Greene heard “three rapid explosions in succession like gunshots, only much louder.” The room where Hayes and Sweeney slept received significant damage, injuring both men. The explosives, left by unknown assailants, damaged the home’s living room and a bedroom. A final article from the Hattiesburg American gave the following profile of the house’s occupants at the time of the bombing.

– Freddie Green, 19, “George Green’s [sic] sister.”
– Mindy Samstein, 25, of New York
– Sherry Everett, 19, a “Pittsburgh Negro”
– Jesse Harris, 22, a “Jackson Negro”
The journalist described the above as “all SNCC staff workers.”
– Clinton Hopson, 26, a Howard University law student
– Pat Walker, a Congress of Racial Equality (CORE) worker from New York
– & Rev. Don McCord, a “white minister from Stafford, Kan., and a representative of the National Council of Churches’ commission on race and religion.”

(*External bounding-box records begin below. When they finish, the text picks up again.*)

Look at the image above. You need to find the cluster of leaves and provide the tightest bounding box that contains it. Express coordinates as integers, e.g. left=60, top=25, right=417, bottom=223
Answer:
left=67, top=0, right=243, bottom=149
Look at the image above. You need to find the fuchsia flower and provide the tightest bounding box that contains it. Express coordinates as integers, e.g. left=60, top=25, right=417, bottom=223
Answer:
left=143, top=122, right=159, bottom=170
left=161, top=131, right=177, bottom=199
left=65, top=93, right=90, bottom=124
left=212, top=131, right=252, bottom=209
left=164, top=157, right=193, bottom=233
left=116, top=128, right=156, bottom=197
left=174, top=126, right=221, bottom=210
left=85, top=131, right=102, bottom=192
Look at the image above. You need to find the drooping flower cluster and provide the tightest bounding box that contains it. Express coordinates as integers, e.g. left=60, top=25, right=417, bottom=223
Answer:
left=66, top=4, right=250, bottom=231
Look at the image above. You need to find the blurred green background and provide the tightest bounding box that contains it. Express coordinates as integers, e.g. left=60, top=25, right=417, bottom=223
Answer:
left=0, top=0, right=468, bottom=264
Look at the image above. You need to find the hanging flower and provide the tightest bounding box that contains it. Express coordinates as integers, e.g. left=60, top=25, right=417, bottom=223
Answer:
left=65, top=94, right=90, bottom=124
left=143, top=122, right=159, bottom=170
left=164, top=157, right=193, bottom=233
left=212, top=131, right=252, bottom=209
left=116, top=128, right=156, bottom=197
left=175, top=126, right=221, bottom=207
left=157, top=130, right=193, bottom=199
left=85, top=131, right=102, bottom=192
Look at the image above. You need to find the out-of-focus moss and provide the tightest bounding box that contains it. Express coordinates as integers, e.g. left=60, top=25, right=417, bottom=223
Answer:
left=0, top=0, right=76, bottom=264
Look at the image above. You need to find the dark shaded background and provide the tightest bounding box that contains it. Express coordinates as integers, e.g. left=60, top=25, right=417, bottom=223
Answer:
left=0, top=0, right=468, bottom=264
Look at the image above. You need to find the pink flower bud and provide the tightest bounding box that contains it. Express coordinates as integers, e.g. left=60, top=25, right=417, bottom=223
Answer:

As I work on building a detailed, comprehensive list of volunteers, including biographical information (race, age, hometown, occupation, college/university attended, etc.), I become interested in how three different newspapers provide conflicting names and details for each volunteer. Pat Walker appears to be a local Mississippian, but by the last article, the reader learns that she is a New Yorker working with CORE. Is Rev. McCord from Manhattan, KS, or Stafford? And Hopson, did he attend Howard Law School or Washington State? And why did the journalist not notice while crafting similar articles for different publications?

So my task becomes searching through these records—newspapers articles and Sovereignty Commission records—to pull (& certify) the correct information regarding each volunteer who came to Mississippi that summer.